Keith Windschuttle once again takes down Robert Manne, professor of politics at La Trobe University, and his twisting of the facts to prove the existence of a "stolen generation" of Aborigines and the Australian government's supposed policy of "breeding out the colour" of said abos.

For a professor of politics at an Australian university to write about a policy of the Commonwealth Government and to omit its most telling decisions is a serious dereliction of his public duty. At the very least, and despite whatever interpretation he wanted to place on these events, Manne should have reported the decision of the Cabinet [to not adopt a policy of breeding out the color], the advice from the Department’s Secretary that Cabinet requested, and the statement the Minister made to the House.

In failing to mention these three critical responses, while pretending the government gave “full endorsement” to the very opposite approach, Manne falsified Australian political history on an issue that he, more than almost any other academic commentator in the country, had the opportunity, the interest and the ability to investigate thoroughly and report honestly. If Manne can get away with behaviour of this kind, it would mean Australian universities no longer demand any standard of truthfulness from their academic staff.

In recent years, universities in other countries have not tolerated such breaches of their expectations of proper academic conduct. When credible public accusations have been made, they have appointed independent investigations into the charges.
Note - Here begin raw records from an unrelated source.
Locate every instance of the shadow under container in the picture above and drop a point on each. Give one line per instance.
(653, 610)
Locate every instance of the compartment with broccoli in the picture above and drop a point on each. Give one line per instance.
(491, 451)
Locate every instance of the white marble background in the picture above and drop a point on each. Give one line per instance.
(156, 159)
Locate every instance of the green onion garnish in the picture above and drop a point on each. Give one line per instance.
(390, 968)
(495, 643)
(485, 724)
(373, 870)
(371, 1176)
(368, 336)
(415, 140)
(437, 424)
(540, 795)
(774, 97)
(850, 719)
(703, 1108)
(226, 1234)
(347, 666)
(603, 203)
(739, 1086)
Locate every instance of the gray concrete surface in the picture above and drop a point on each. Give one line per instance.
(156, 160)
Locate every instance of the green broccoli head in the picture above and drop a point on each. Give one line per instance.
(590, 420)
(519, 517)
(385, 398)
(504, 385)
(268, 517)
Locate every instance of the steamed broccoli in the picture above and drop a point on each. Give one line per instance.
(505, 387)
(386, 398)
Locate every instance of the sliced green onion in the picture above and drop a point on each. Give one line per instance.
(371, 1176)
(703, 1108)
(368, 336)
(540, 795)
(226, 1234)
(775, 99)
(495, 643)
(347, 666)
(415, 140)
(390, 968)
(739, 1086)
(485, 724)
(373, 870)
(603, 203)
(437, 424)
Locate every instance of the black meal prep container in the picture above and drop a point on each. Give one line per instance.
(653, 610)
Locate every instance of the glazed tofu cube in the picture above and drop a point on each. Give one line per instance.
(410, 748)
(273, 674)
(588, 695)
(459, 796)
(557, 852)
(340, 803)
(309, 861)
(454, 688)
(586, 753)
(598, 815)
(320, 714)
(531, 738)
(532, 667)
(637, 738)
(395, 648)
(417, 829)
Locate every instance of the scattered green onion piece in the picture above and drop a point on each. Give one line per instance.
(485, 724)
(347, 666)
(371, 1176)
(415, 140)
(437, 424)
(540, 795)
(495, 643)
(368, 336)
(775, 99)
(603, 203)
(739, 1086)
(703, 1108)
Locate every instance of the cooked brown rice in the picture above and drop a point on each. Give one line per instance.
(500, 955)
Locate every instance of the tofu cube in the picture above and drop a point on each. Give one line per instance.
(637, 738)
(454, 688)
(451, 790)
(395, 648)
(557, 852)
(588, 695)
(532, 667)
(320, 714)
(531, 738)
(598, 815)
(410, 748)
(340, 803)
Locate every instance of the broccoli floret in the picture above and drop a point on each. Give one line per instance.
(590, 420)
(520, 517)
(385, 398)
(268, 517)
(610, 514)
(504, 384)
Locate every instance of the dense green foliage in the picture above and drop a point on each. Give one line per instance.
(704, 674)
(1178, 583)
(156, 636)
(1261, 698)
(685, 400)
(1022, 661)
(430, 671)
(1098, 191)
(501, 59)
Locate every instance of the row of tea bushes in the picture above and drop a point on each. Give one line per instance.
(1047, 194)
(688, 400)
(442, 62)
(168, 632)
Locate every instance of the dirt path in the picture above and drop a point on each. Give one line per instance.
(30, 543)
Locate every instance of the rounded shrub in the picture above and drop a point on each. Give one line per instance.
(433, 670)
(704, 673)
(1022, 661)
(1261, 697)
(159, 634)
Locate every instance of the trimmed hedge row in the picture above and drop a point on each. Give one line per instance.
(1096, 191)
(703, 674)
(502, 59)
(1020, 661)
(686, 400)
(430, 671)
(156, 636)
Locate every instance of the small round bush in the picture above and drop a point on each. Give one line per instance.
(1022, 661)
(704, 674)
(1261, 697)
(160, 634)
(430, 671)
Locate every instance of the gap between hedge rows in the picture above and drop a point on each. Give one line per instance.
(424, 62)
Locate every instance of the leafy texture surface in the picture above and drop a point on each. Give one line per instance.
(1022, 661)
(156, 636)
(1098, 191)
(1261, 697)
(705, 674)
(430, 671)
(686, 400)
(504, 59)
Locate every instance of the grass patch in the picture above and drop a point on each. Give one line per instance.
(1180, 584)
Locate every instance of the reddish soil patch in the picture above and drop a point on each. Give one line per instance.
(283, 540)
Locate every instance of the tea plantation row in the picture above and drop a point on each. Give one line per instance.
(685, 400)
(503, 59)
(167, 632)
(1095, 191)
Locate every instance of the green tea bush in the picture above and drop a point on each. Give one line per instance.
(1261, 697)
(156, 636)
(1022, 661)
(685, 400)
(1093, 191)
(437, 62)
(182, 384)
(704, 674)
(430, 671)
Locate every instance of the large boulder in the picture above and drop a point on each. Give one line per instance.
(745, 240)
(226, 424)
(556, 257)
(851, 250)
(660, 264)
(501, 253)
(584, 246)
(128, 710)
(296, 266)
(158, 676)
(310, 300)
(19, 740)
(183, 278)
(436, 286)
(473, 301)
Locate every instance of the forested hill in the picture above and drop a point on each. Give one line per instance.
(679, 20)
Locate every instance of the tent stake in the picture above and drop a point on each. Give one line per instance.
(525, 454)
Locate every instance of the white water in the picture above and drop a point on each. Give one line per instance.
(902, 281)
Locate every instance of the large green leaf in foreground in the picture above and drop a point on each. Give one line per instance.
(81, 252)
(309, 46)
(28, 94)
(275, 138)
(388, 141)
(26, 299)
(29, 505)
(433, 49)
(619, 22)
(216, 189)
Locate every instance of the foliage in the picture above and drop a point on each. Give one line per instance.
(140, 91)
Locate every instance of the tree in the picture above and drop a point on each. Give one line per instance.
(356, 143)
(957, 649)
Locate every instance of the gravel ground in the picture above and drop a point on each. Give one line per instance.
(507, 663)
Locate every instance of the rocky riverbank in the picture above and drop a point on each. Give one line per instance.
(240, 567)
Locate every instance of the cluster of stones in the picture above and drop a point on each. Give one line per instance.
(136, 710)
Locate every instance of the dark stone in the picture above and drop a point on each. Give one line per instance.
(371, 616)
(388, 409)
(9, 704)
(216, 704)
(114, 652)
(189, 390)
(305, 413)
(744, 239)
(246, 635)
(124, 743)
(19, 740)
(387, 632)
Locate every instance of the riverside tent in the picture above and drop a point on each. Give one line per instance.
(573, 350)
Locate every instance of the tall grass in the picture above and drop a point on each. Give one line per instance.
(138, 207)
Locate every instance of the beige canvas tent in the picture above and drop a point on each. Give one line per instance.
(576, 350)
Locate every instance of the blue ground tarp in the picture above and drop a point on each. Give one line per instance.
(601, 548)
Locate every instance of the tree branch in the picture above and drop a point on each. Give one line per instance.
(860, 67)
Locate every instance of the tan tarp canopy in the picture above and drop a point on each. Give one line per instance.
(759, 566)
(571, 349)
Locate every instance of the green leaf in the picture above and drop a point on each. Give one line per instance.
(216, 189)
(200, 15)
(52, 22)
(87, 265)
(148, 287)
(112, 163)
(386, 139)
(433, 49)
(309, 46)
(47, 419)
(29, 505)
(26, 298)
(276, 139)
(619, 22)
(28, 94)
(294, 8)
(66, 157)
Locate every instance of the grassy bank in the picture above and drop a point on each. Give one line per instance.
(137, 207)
At the University of East Anglia, the head of the Climate Research Unit, Professor Phil Jones, has recently stood down from his post while a review is conducted into allegations that his unit’s climate scientists have engaged in misconduct.

In 2005, the president of the University of Colorado stood down Ward Churchill, a Professor of American Indian Studies, and appointed a panel of academics from both within and outside his own institution to investigate public charges of academic misconduct against him. In May 2006, the committee found Churchill guilty of falsification and fabrication of history and of plagiarism. The president then dismissed him.

Not bad, roping Chutch, the CRU, and Manne together. Windschuttle, incidentally, calls for Manne to step down from his position.